W miasteczku Skała pod Krakowem, które zanieczyszczeniem powietrza nie raz przebiło Pekin, jakość powietrza obecnie jest dość dobra, ale sezon grzewczy jeszcze się nie rozpoczął. Małopolski samorząd uznał, że kominki też zanieczyszczają powietrze. Dlatego nie będzie można z nich korzystać w dni, kiedy normy zanieczyszczenia zostaną przekroczone chyba, że kominek jest jedynym źródłem ciepła.
Małopolski Program Ochrony Powietrza
Ograniczenia w korzystaniu z kominków to jeden z zapisów nowego programu ochrony powietrza.
- To bardzo ważna zmiana, zmiana jakościowa, która usprawnia i ukierunkowuje tę przyszłą domową energetykę na bardzo czyste tory - powiedział Tomasz Urynowicz, wicemarszałek województwa małopolskiego.
Małopolski Program Ochrony Powietrza zakłada przyspieszenie wymiany pieców. Budynki publiczne, dając przykład, mają korzystać z odnawialnych źródeł energii. Kotły na biomasę mają być finansowane, a o tym jak szybko i tanio wymienić ogrzewanie, mają informować zatrudnieni przez gminę ekodoradcy. Budynki mają zostać sprawdzone pod kątem grzewczym, a każde zgłoszenie o tym, że ktoś pali nie tym, co powinien, ma skończyć się kontrolą w ciągu 12 godzin.
- W Małopolsce zostało jeszcze 300 tysięcy takich kotłów, które muszą być wymienione, zlikwidowane i zostało na to trochę ponad dwa lata. Mamy nadzieję, że te nowe przepisy przyspieszą ten proces likwidacji kopciuchów w całym województwie - powiedział Piotr Siergiej z Polskiego Alarmu Smogowego.
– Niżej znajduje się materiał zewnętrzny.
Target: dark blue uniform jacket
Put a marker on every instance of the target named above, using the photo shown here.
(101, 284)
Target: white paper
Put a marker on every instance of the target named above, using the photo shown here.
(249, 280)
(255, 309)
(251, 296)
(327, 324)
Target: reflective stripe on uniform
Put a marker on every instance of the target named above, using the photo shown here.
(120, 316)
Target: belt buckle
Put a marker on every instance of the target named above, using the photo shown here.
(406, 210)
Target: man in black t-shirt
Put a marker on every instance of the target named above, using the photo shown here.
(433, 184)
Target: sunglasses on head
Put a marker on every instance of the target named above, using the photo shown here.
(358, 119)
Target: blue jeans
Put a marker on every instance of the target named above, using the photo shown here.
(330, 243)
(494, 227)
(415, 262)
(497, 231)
Wymiana szkodliwych pieców
Małopolska jako pierwsze województwo wprowadza też zakaz dotowania kotłów węglowych, co wciąż było możliwe przy zakupie wysokiej klasy instalacji. Na wymianę szkodliwych pieców są różne dofinansowania. Palić węglem i drewnem będzie można tylko w ekologicznych i niskoemisyjnych piecach. Gminy też dopłacają swoje, a nowy program dorzuca im następne koszty.
- Wyzwaniem będzie zatrudnienie dodatkowych osób, które mogłyby przeprowadzać kontrole i akcje informacyjne, bo program stawia przed nami duże wymagania - mówił Krzysztof Wójtowicz, burmistrz miasta i gminy Skała. - Ale to konieczność.
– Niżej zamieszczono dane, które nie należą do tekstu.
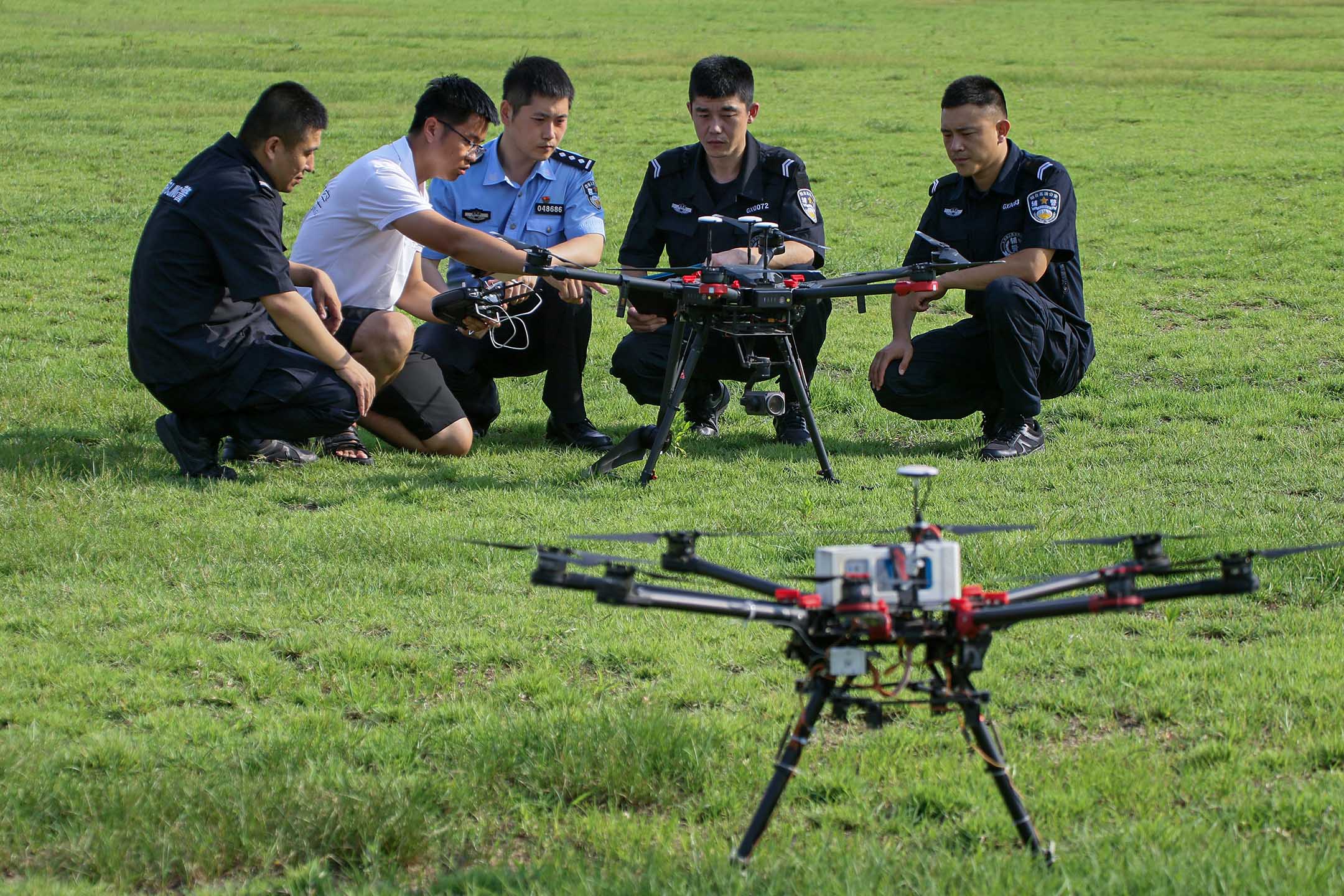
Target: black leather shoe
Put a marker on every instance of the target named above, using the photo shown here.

- Około 85 procent węgla spalanego w domach w Europie to węgiel spalany w polskich domach. Bez takiego wyraźnego powiedzenia: tak, idziemy w kierunku ocieplania domów i używania odnawialnych źródeł energii, to my sobie z tym problemem nie poradzimy - mówił Marek Józefiak z Greenpeace Polska.